Technology Growth Stocks - A Time of Assessment and Opportunity
Strong balance sheets, likely to boost in organic growth.
Whether we are in an economic recession is still up for debate, but technology growth stocks are certainly in a Bear Market as interest rates surge and investors have become highly risk averse. And how far we’ve fallen – from late 2021 as tech stocks struggled to maintain the post-pandemic highs in a near zero interest rate environment, to the indiscriminate downdraft across stock prices in Q2 2022, technology growth stocks, which were the disproportionate winners of the COVID era, are now down over 40% on average. Even public software businesses with the strong growth and forward revenue visibility of SaaS models have dropped from trading at inflated 15-20x revenue multiples to around 5-8x as the market reprices. Valuations of the 2020 and 2021 cohort of tech IPOs and de-SPAC’s alike have plummeted and are still struggling to find a new trading range. None more so than “profitless tech” (the more speculative, unprofitable companies).
Investor Appetite for Tech Stocks is Anemic
Investor demand has waned as the buy side awaits earnings reports and potential announcements of earnings revisions and slower forecasted revenue growth from public companies. Right now, the Fed owns the tape and investors, most of whom have taken profits and rationalized and rebalanced tech portfolios in the 1H, are now assessing the outlook for companies and re-underwriting their investment models for both a lower base case and downside scenarios. Early-stage venture investing with a long-term horizon remains somewhat active at lower valuations, while growth equity investors and public institutional investors have paused deploying capital while they re-evaluate the outlook for technology companies.

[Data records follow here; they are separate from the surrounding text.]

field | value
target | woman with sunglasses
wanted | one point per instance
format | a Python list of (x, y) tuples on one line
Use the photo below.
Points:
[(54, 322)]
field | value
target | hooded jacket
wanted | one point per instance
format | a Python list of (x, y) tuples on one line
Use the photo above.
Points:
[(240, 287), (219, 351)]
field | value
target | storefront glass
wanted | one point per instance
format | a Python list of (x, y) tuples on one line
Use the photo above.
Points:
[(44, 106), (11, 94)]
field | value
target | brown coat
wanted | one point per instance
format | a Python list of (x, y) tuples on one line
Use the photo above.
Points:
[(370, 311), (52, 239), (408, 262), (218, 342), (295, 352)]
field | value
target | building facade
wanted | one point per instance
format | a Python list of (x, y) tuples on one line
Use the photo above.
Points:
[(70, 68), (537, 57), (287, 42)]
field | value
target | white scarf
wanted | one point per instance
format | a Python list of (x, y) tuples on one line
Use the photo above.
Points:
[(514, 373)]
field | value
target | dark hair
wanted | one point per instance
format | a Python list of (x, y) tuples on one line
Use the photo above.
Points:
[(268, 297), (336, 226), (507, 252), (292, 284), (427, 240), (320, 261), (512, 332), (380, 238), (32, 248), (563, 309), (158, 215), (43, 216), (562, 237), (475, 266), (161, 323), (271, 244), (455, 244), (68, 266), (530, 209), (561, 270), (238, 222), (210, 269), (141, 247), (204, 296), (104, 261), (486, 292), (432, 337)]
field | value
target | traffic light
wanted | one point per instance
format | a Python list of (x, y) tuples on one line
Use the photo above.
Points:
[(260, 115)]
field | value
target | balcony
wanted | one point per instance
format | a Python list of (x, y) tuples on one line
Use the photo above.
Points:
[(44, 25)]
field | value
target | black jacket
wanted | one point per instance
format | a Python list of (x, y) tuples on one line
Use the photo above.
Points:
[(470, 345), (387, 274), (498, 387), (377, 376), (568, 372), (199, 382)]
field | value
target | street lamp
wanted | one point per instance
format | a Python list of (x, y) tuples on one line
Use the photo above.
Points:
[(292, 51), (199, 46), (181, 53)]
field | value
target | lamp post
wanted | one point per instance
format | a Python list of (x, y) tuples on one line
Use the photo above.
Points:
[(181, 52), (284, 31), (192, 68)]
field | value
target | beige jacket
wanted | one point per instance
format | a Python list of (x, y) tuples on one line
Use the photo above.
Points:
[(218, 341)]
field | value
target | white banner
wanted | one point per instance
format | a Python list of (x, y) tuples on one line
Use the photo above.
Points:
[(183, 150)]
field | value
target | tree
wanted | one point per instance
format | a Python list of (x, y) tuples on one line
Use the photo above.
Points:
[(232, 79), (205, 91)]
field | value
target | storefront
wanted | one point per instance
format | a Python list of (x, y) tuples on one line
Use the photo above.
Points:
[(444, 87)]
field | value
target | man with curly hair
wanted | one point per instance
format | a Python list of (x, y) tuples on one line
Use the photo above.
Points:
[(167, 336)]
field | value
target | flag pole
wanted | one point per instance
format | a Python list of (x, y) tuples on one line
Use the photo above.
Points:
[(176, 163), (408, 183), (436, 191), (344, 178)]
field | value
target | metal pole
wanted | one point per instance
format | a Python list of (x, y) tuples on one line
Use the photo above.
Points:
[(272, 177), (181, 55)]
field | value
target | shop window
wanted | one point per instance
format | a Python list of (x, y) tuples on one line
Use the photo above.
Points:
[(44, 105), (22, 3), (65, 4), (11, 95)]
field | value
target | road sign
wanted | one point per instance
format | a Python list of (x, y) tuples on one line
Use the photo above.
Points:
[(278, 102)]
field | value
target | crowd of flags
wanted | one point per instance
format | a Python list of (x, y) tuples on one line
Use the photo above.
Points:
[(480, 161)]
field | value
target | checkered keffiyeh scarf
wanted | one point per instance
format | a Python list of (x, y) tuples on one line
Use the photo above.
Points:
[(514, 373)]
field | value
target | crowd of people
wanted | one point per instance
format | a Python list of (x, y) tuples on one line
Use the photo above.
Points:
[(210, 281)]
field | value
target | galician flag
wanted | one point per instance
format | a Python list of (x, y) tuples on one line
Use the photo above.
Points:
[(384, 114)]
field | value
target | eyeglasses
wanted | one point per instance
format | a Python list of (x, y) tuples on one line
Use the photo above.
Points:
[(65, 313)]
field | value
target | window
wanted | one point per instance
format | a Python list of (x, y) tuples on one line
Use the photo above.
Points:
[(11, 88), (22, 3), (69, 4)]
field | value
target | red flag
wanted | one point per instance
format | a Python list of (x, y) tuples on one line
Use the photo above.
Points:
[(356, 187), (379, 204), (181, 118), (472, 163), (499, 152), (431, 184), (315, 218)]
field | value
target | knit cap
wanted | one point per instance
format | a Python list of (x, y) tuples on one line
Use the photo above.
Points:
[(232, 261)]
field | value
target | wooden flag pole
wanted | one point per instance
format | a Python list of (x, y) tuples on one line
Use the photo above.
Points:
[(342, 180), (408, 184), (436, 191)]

The M&A Market in Tech is Not Immune
Corporate sellers continue to have high expectations for valuations, which are disconnected from current market reality. Acquisitive tech companies expect that target companies will become cheaper to acquire in the future. As one prominent growth investor shared with us recently, “until board rooms and management teams have their 52-week highs firmly and far in their rearview mirror, we will struggle to make markets and transact even in the private tech market.”
Oppenheimer’s Technology Investment Banking Practice is Well Positioned for a market Recovery
In this environment our core focus in Technology Investment Banking has been our client base, which has been made significantly larger by the 75+ newly minted public companies we’ve brought to the public markets over the past few years. We’re simultaneously reallocating time to building relationships with the next cohort of pre-IPO companies to position ourselves for a market recovery while also investing in refreshing, resourcing, and retraining our junior banking team and its capabilities. It is a fair generalization to say that high growth tech companies emerged from 2020 and 2021 with strong balance sheets and enough capital to fund themselves to profitability in 2023 and 2024. More established tech companies have built a war chest to put to work making acquisitions to fuel inorganic growth as organic growth slows.
Our banking team is mature and experienced, and most of our senior bankers have worked through two or three bear markets over the course of their careers, so we understand how to manage and thrive in the current market environment. We’ll be applying that experience to help clients and prospective clients manage through this bear market. We remain bullish on the wealth creation opportunities in the tech sector and are looking at several investment opportunities with attractive entry points for our Private Market Opportunities platform. We expect to emerge from this challenging environment with stronger client relationships, and are primed to service the growth capital and advisory needs of tech companies in the next upcycle.